Not quite the stuff to make you jump for your credit card, is it?

But again, this is Beta and I have no doubt that Redbox and Verizon will bring out the big guns when they go nationally. Why shell out the dollars for A-list titles when so few people will see them in a Beta trial, right?

Most of the newer titles are available in HD and you can easily group the high-def movies with a pull-down menu option.

I watched parts of several HD movies on my iPad 4 and they looked very good. Crisp, nice colors, good detail.

Of course, I would have watched them on my Panasonic or Sony TV, but Redbox Instant now is only available on select Samsung Smart TVs, computers and certain mobile devices such as the iPad, iPhone and Android mobiles. No doubt that will change when the Beta phase ends, if not sooner.
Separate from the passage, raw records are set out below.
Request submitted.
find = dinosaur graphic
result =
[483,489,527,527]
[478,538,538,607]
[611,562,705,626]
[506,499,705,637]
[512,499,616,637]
Like Netflix, Amazon and other streaming services, Redbox Instant breaks out its offering in several categories, such as Action/Adventure, Drama, Comedy, Documentary, Sports, Family & Kids, Horror, etc. It's pretty easy to navigate the site and the total volume of the library is okay, although nowhere close to Netflix or Amazon Prime.

Bottom line:
Redbox Instant has a lot of work to do, but I have no doubt that it's quite aware of that. The library is thin and lacks star power -- and it really needs to add some TV shows. Studies have shown that streamers love TV shows. While Netflix may be short on the movie side, it will keep most of their subscribers if they continue to dominate the TV category.

At $8 or $9 a month for unlimited streaming and four disc rentals, Redbox Instant will intrigue Netflix subscribers who are still smarting over last year's pricing debacle -- and would like to see Netflix add more movies.

But it's all about the content. If Redbox Instant doesn't add some A-list titles by spring -- and some TV shows -- I can't see it competing with Netflix or Amazon Prime.